Hecklau et al. (2016) melakukan penelitian mengenai kompetensi-kompetensi yang dibutuhkan oleh industri di era industri 4.0. Penelitian dilakukan di 17 negara maju dan berkembang meliputi Eropa, Kanada, China, dan Afrika. Ditemukan 10 kompetensi yang sangat penting memasuki masa depan. Lima kompetensi terpenting adalah kompetensi komunikasi dan kolaborasi, kemampuan pemrograman, penyelesaian masalah kompleks, pemahaman proses, dan penguasaan ilmu interdisipliner. Lima kompetensi selanjutnya adalah kreativitas, pengambilan keputusan, kesediaan untuk terus belajar, keterampilan keamanan digital, serta kompetensi kepemimpinan. Dari kesepuluh kompetensi ini, sebagian adalah kompetensi lama dengan terjemahan aktivitas perilaku yang lebih kontekstual dan baru, dan beberapa di antaranya adalah kompetensi yang benar-benar baru.


Sifat Industri 4.0

Pada dasarnya industri 4.0 memiliki 3 sifat utama diantaranya:

1. Cepat (speed). Pada saat ini pemenang dalam dunia bisnis bukan lagi ditentukan dari berapa lama usia bisnis tersebut berdiri. Bahkan, bisnis yang masih berusia di bawah 30 tahun menjadi pemenangnya. Hal ini dikarenakan terjadi percepatan.

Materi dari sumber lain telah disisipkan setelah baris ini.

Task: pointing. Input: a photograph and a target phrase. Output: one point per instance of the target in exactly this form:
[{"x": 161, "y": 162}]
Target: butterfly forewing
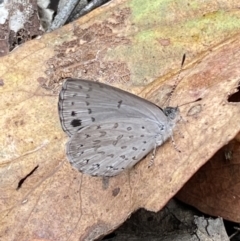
[{"x": 83, "y": 103}]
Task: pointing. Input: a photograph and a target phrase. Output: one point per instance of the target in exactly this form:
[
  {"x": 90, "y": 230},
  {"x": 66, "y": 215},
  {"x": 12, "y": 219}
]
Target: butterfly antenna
[{"x": 177, "y": 80}]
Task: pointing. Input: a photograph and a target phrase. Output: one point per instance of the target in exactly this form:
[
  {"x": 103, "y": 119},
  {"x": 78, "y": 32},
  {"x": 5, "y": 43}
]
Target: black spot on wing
[
  {"x": 119, "y": 104},
  {"x": 73, "y": 113},
  {"x": 76, "y": 122}
]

2. Skala (scale). Digital tidak dibatasi oleh ruang dan waktu. Melalui digital, skala tulisan bukan hanya sebatas media cetak yang jangkauannya terbatas. Namun, sekarang ini skala tulisan menjadi tidak terbatas.

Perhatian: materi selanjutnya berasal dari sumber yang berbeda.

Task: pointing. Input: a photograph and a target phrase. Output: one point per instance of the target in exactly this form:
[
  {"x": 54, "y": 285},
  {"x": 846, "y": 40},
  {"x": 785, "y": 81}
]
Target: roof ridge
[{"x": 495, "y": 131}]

3. Dampak (impact). Sifat digital dari cepat dan skala yang tidak terbatas, demikian juga dengan dampaknya. Digital memiliki daya pengaruh dan dampak yang begitu memukau. Baik itu disebabkan oleh hal yang sifatnya benar, sekedar ilusi bahkan hoax.

Tiga sifat utama digital — cepat, skala, dampak — itu yang menjadi pola pikir digital. Manusia yang tercebur dalam dunia digital tak bisa menghindar dari pola pikir ini. Alhasil agar berkawan akrab dengan digital, pola pikir manusia harus selaras dengan pola pikir digital. Bahwa hidup di jaman digital harus siap untuk bertindak cepat, tindakannya akan memiliki skala yang tak terbatas dan berdampak multi dimensi.


Karakter Gen Z

Mulai tahun 1998 muncul generasi pasca-reformasi yang umum disebut generasi Z. Satu persatu generasi Z mulai memasuki dunia kerja. Menggantikan generasi Orde Lama yang sudah pada pension.

Ada tiga karakter utama dari generasi Z ini. Karakter pertama, berhubungan dengan kepribadiannya. Mereka cerdas karena sejak dalam kandungan sudah terpenuhi unsur-unsur gizinya. Bisa mengerjakan banyak hal dalam waktu bersamaan (multi tasking). Karena mereka lahir saat era 4.0 muncul, mereka memiliki sifat serba cepat dan instant.

Karakter kedua, bersinggungan dengan cara berkomunikasi. Generasi Z banyak sekali melakukan proses-proses komunikasi. Perkakas digital (telepon pintar, media sosial) menjadi pilihan utama mereka untuk berkomunikasi. Hal demikian karena mereka merupakan penduduk asli digital

Karakter ketiga, mudah dan sangat cepat beradaptasi dengan teknologi. Bahkan bisa dikatakan saat generasi Z ini lahir, mereka sudah berhubungan dengan beragam aplikasi dan platform internet. Revolusi telepon pintar, media sosial dan aneka aplikasi menemani kelahiran mereka.


Sumber:

Prasetyo, Banu & Trisyanti, Umi. “Revolusi Industri 4.0 dan Tantangan Perubahan Sosial.” Jurnal, Institut Teknologi Sepuluh Nopember, 2018.

Pella, Darmin Ahmad dkk. (2021). HCM 4.0 Peta Jalan Upgrade Sistem Manajemen SDM Masa Depan. Yogyakarta: Penerbit Kagama Human Capital.

Shwab, K. (2016). The Fourth Industrial Revolution. New York: Crown Business.